Smartphones à grand écran et accessoires connectés vont grignoter de plus en plus le potentiel commercial des tablettes, estime le cabinet d’analyse IDC.

Quel avenir pour les tablettes ? Dans nos contrées, ce marché devrait bientôt montrer les premiers effets de saturation, estime IDC. L’analyste vient, ainsi, d’abaisser légèrement son pronostic de ventes pour l’année 2013, de 229 à 227 millions d’unités. Ce qui représente quand même une croissance de 57,7 % par rapport à 2012. Dans les prochaines années, les ventes devraient continuer à augmenter, pour atteindre 407 millions d’unités en 2017. Pas de quoi s’affoler donc.

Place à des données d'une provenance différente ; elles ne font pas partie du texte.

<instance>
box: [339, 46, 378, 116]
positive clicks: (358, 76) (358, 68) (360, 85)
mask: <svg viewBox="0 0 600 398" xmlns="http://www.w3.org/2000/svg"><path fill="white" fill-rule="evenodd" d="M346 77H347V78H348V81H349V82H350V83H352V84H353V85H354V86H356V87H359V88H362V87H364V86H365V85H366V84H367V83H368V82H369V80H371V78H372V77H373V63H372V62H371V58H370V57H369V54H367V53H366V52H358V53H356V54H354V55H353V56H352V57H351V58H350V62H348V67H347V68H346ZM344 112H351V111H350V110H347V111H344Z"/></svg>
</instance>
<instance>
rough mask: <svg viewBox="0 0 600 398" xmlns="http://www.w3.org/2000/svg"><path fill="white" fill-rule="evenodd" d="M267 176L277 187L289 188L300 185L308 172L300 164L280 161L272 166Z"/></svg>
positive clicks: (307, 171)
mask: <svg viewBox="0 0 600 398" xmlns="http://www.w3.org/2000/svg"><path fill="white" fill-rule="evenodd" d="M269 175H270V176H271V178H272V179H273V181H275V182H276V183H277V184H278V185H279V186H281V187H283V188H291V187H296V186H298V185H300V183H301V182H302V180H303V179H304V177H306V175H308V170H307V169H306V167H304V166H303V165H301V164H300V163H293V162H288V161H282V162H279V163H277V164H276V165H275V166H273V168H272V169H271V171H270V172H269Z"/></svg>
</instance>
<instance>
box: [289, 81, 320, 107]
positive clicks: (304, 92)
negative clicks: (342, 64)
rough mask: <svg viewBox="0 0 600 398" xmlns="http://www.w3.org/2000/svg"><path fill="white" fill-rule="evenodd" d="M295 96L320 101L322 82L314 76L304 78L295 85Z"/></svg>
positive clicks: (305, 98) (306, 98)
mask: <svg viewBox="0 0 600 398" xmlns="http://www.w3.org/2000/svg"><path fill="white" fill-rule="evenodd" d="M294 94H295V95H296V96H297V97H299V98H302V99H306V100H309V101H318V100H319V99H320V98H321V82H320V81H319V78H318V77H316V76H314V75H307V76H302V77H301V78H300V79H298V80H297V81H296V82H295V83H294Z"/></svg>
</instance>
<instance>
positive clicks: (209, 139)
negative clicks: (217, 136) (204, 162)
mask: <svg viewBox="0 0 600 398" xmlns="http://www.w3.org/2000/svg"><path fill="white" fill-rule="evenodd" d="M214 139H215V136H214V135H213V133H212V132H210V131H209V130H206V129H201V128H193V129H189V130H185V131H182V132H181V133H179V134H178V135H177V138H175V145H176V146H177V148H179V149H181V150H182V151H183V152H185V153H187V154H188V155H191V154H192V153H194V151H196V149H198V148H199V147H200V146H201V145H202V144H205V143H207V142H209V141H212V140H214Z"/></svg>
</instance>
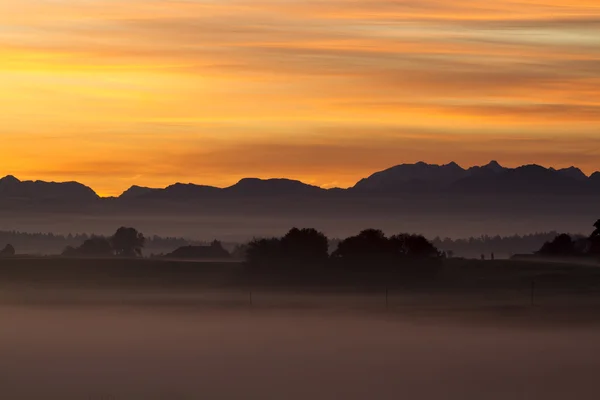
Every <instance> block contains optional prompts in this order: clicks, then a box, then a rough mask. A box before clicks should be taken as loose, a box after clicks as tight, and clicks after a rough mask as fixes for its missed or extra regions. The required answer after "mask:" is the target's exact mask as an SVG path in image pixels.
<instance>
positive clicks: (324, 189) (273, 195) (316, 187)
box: [223, 178, 326, 196]
mask: <svg viewBox="0 0 600 400" xmlns="http://www.w3.org/2000/svg"><path fill="white" fill-rule="evenodd" d="M223 190H224V191H225V192H227V193H232V194H236V195H246V196H247V195H268V196H281V195H310V194H318V193H323V192H325V191H326V190H325V189H322V188H320V187H318V186H312V185H307V184H305V183H302V182H300V181H295V180H291V179H258V178H245V179H242V180H240V181H239V182H238V183H236V184H235V185H233V186H230V187H228V188H225V189H223Z"/></svg>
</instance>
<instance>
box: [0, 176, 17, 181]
mask: <svg viewBox="0 0 600 400" xmlns="http://www.w3.org/2000/svg"><path fill="white" fill-rule="evenodd" d="M0 182H2V183H21V181H20V180H19V179H17V178H15V177H14V176H13V175H6V176H5V177H4V178H2V179H0Z"/></svg>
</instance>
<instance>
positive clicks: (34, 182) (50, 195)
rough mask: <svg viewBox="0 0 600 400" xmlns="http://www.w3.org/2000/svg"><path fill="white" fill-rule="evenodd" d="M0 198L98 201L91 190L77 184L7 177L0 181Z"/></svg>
mask: <svg viewBox="0 0 600 400" xmlns="http://www.w3.org/2000/svg"><path fill="white" fill-rule="evenodd" d="M0 198H2V199H11V200H15V201H23V200H34V201H35V200H42V201H62V202H88V201H94V200H97V199H99V196H98V195H97V194H96V192H94V191H93V190H92V189H91V188H89V187H87V186H85V185H82V184H81V183H78V182H62V183H57V182H44V181H20V180H19V179H17V178H15V177H14V176H12V175H9V176H6V177H4V178H2V179H0Z"/></svg>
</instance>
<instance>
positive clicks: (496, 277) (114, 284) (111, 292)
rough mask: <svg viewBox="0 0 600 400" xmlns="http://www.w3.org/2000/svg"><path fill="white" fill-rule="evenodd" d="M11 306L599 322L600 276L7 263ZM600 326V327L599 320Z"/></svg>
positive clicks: (534, 269) (465, 261) (372, 267)
mask: <svg viewBox="0 0 600 400" xmlns="http://www.w3.org/2000/svg"><path fill="white" fill-rule="evenodd" d="M0 261H1V262H0V301H1V302H3V303H4V304H17V305H18V304H31V303H34V304H35V303H41V304H58V303H65V304H69V303H71V302H75V303H77V304H83V303H85V304H90V305H91V304H97V305H101V304H113V305H114V304H121V305H127V304H136V305H144V304H145V305H149V306H182V307H183V306H185V307H214V306H227V307H253V308H261V307H263V308H268V307H294V308H313V309H314V308H320V309H332V310H333V309H335V310H340V311H341V310H344V309H352V310H358V309H360V310H363V311H368V312H379V311H388V312H389V311H401V312H402V313H405V314H410V313H418V314H422V313H425V312H426V313H429V314H435V313H436V312H441V313H443V314H446V315H448V314H451V313H455V314H460V313H473V312H479V313H483V314H485V313H488V312H490V311H494V314H495V313H501V315H503V316H506V315H511V314H514V315H515V316H520V317H522V316H523V315H529V314H535V315H546V314H547V315H548V316H554V317H561V318H564V317H570V318H576V317H578V316H579V317H582V318H583V317H585V318H584V319H586V320H590V319H592V320H593V319H595V318H596V316H598V317H600V313H597V312H596V311H600V268H597V267H594V266H582V265H571V264H565V263H554V262H548V263H543V262H530V261H511V260H500V261H478V260H462V259H452V260H445V261H444V263H443V265H441V266H440V267H438V268H436V269H435V271H429V272H426V273H424V274H413V273H407V272H406V271H414V270H419V265H401V266H398V267H394V268H381V267H378V266H376V265H373V266H360V267H355V268H345V267H341V266H336V267H334V266H330V267H323V266H320V267H310V266H307V267H302V268H298V267H293V268H292V267H287V266H281V267H280V268H279V267H278V268H271V269H268V270H256V269H251V268H248V267H246V266H245V265H243V264H242V263H235V262H224V263H219V262H184V261H173V260H171V261H164V260H150V259H61V258H15V259H4V260H0ZM598 319H599V321H600V318H598Z"/></svg>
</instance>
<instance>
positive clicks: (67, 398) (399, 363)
mask: <svg viewBox="0 0 600 400" xmlns="http://www.w3.org/2000/svg"><path fill="white" fill-rule="evenodd" d="M0 319H1V320H2V321H3V324H2V329H1V330H0V352H1V354H2V357H0V385H1V387H2V392H3V396H6V398H11V399H33V398H60V399H83V398H85V399H198V398H210V399H298V400H304V399H333V398H343V399H371V398H376V399H398V398H409V399H439V398H444V399H461V400H462V399H473V400H479V399H545V400H552V399H571V398H576V399H596V398H598V394H599V393H600V391H599V390H600V389H599V388H598V384H597V371H598V368H599V367H600V360H599V359H598V354H600V342H599V341H598V337H599V334H600V328H599V327H598V326H595V325H586V326H569V325H566V324H564V325H553V326H543V327H540V326H537V327H536V326H525V327H523V326H512V325H504V324H502V323H501V322H496V323H494V324H485V325H482V324H477V323H472V322H463V323H457V322H456V321H453V322H452V321H444V320H442V319H438V318H428V319H415V318H411V317H406V318H404V317H402V316H401V315H398V314H394V315H382V314H375V315H368V314H364V313H347V312H346V313H336V312H317V311H307V310H297V309H296V310H294V309H285V308H280V309H272V310H262V311H258V310H248V309H246V310H232V309H223V308H215V309H212V310H211V309H204V310H201V311H198V310H196V311H192V310H189V309H148V308H139V307H130V308H114V307H102V308H89V307H81V306H79V307H76V306H69V307H6V306H4V307H0ZM6 322H10V323H6Z"/></svg>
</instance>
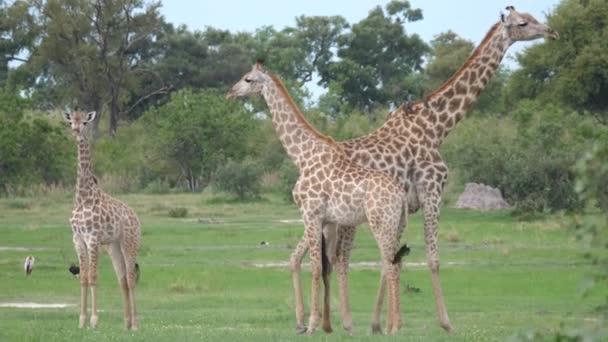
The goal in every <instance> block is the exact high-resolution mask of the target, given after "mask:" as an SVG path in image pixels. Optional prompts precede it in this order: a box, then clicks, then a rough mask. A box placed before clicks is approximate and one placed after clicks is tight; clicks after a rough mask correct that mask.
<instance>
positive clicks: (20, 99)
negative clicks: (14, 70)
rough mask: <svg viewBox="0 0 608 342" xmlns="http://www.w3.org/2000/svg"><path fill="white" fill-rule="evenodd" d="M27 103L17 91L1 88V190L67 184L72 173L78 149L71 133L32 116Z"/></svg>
mask: <svg viewBox="0 0 608 342" xmlns="http://www.w3.org/2000/svg"><path fill="white" fill-rule="evenodd" d="M27 106H28V103H27V102H26V101H24V100H23V99H21V98H20V97H19V96H18V95H16V94H13V93H8V92H6V91H4V90H3V91H0V175H1V176H0V193H5V194H19V193H20V192H22V190H24V189H27V188H28V187H29V186H31V185H39V184H46V185H52V184H65V183H67V181H68V180H70V179H71V176H70V175H71V174H73V170H74V167H73V165H74V163H73V162H74V160H75V156H76V152H75V150H74V145H73V144H72V143H71V142H70V141H69V138H68V136H67V135H66V134H65V133H64V131H63V130H62V129H61V128H60V127H59V126H57V125H56V124H53V123H52V122H50V121H49V120H48V118H35V119H33V120H30V119H29V118H28V117H26V116H25V115H24V112H25V110H26V108H27Z"/></svg>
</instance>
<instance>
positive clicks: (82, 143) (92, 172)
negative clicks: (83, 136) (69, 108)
mask: <svg viewBox="0 0 608 342" xmlns="http://www.w3.org/2000/svg"><path fill="white" fill-rule="evenodd" d="M77 140H78V174H77V178H76V199H75V200H76V202H77V203H81V202H84V201H86V200H87V199H89V198H91V197H92V196H93V193H94V190H95V189H96V188H97V184H96V182H95V177H94V176H93V170H92V168H91V150H90V147H89V142H88V141H87V139H86V138H85V137H78V138H77Z"/></svg>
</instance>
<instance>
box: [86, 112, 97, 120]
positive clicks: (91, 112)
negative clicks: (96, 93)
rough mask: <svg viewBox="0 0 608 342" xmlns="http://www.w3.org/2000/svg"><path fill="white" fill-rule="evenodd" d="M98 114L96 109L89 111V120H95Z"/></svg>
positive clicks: (88, 112)
mask: <svg viewBox="0 0 608 342" xmlns="http://www.w3.org/2000/svg"><path fill="white" fill-rule="evenodd" d="M96 116H97V112H96V111H92V112H88V113H87V115H86V119H87V122H91V121H93V120H95V117H96Z"/></svg>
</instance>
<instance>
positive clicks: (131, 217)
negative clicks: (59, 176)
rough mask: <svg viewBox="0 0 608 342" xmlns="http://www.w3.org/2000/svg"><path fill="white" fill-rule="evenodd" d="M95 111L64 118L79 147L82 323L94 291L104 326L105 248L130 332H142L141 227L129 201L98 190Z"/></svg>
mask: <svg viewBox="0 0 608 342" xmlns="http://www.w3.org/2000/svg"><path fill="white" fill-rule="evenodd" d="M95 115H96V113H95V112H89V113H84V112H80V111H73V112H71V113H68V112H66V113H64V118H65V119H66V121H68V122H69V124H70V127H71V130H72V133H73V135H74V136H75V138H76V142H77V145H78V175H77V179H76V195H75V197H74V210H72V218H71V219H70V225H71V226H72V241H73V243H74V248H75V249H76V253H77V254H78V260H79V264H80V319H79V327H80V328H83V327H84V326H85V324H86V320H87V297H88V290H89V288H90V289H91V327H93V328H95V327H96V326H97V322H98V315H97V278H98V270H97V267H98V265H99V253H100V247H102V246H103V247H104V248H105V249H106V250H107V251H108V254H109V255H110V257H111V258H112V264H113V265H114V271H115V272H116V277H117V279H118V283H119V286H120V289H121V292H122V299H123V303H124V322H125V328H126V329H132V330H137V329H138V328H139V320H138V318H137V307H136V304H135V284H136V278H137V275H136V269H135V260H136V257H137V251H138V249H139V240H140V237H141V228H140V224H139V219H138V218H137V215H136V214H135V212H134V211H133V210H132V209H131V208H129V206H127V205H126V204H124V203H123V202H121V201H119V200H117V199H115V198H112V197H111V196H110V195H108V194H106V193H105V192H103V190H101V189H100V188H99V186H98V185H97V179H96V178H95V176H94V175H93V171H92V166H91V152H90V147H89V142H88V138H87V133H88V129H87V128H88V127H90V124H91V123H92V122H93V120H95Z"/></svg>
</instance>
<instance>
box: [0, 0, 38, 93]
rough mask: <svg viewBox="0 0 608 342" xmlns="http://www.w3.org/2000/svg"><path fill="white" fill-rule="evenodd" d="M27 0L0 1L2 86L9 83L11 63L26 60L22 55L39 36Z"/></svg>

Il n’empêche qu’à long terme, la tablette a du souci à se faire. IDC table sur un très prochain ralentissement de la croissance dans les marchés d’Amérique du Nord, d’Europe de l’Ouest et du Japon. Et cela, pour trois raisons : une saturation naturelle (moins de personnes ont besoin d’une tablette que d’un smartphone), l’adoption croissante des « phablets » (pourquoi acheter une tablette alors qu’il existe des smartphones à grand écran ?) et l’arrivée imminente des accessoires connectés (montres intelligentes, lunettes connectées, etc.). « A long terme, la croissance du marché des tablettes sera tirée en grande partie par des pays tels que la Chine », précise Jitesh Ubrani, analyste chez IDC. D’ailleurs, les marchés occidentaux devraient voir leur poids baisser, avec une part de marché qui passera de 60,8 % en 2012 à 49 % en 2017.